Mama Kouyaté estime qu'on n'a pas fini de tirer de moi tout ce qui ne peut être tiré. En conséquence je dois éviter de circuler sur les mobylettes et les motos qui sont, selon elle, un moyen efficace d'abréger ma vie. Elle me fait cette recommandation devant sa 4x4 et devant la Termitière, l'espace artistique de Salia et Seydou.

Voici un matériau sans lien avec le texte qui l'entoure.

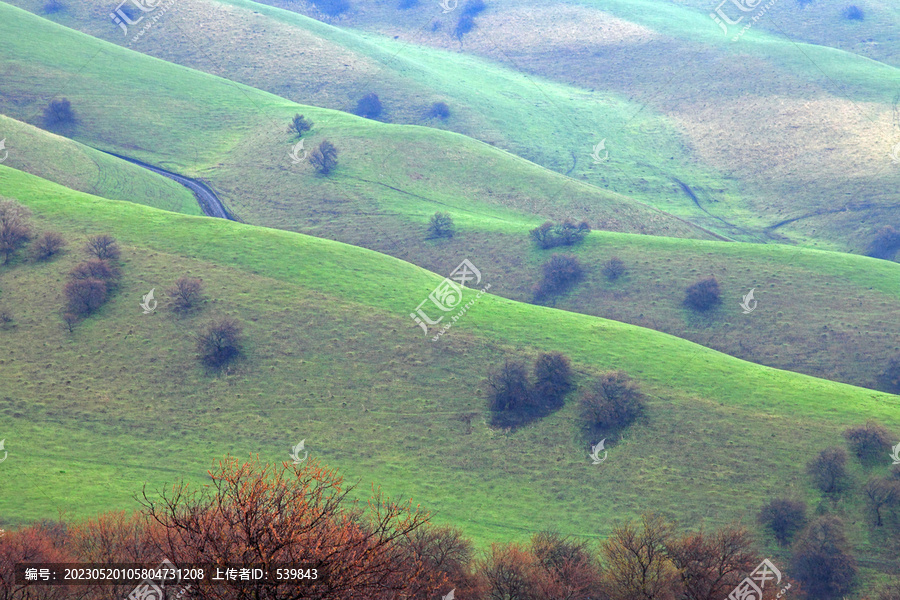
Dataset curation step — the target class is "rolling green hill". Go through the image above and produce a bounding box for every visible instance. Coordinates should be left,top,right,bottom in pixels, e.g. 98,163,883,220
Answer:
0,167,900,592
0,115,202,215
4,3,900,394
216,0,900,252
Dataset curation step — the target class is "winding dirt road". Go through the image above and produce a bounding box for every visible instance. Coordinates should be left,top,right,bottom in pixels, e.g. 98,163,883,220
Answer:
105,152,237,221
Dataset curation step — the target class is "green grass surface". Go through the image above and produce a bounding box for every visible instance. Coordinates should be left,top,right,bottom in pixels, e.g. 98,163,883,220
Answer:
4,7,900,394
0,115,202,215
0,167,900,592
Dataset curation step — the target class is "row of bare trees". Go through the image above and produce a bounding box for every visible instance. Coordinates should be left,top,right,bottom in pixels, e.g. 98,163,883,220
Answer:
21,457,894,600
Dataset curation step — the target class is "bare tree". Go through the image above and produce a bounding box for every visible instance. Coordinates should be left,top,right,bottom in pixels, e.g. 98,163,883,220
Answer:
603,256,626,281
69,258,122,290
843,421,894,463
142,457,447,600
0,200,31,264
487,361,531,412
428,212,453,238
166,277,203,311
197,317,242,368
757,498,806,546
863,477,900,527
684,277,722,312
34,231,66,260
806,447,847,494
291,114,313,137
64,279,107,316
601,514,683,600
84,234,121,260
581,371,646,432
309,140,337,175
666,526,762,600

Dans le centre de Ouaga,  les rues sont vastes, bien entretenues, bordées de pistes cyclables. Il y a une place des Cinéastes et des statues de réalisateurs sur l'avenue du 7ème art. Pour arriver à la Termitière, il faut passer par le royaume des motocyclettes, une rue où on vend, bricole, répare des milliers de motocyclettes. Et sur un panneau au milieu de ces motocyclettes, cette inscription : « MARCHE DU THEATRE POPULAIRE ». Mystérieux !

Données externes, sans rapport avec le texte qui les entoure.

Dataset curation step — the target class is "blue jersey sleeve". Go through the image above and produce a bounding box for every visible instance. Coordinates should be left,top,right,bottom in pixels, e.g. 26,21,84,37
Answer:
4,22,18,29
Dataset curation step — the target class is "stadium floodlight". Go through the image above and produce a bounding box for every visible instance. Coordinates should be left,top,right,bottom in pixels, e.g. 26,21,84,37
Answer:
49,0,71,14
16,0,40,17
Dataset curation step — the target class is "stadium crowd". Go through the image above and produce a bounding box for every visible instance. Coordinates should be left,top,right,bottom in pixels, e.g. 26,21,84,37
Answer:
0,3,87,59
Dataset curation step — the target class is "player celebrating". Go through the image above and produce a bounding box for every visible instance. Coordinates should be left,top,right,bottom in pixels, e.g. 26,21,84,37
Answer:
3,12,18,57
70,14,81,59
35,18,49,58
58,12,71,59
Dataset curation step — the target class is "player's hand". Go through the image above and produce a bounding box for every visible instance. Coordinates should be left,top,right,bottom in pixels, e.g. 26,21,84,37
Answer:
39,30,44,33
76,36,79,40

Damien sort de scène où il vient de montrer quelques figures aux acteurs burkinabés intégrés aux Anatomies 2009. Il s’étonne d’être devenu un danseur. Les cheveux de Aucarré vont bientôt pousser sur la tête de Damien et les cheveux de Damien sur la tête de Aucarré. Miracle ! Miracle ! criera la foule. Non, non, seulement du travail.

À chaque étape, Papythio, notre régisseur général congolais, monte avec les équipes techniques locales le dispositif scénographique et les lumières de Anatomies 2009. Il commence à en connaître un rayon sur les équipes techniques africaines. Il est impressionné par l’équipe technique de Ouagadougou. De sacrés professionnels selon lui.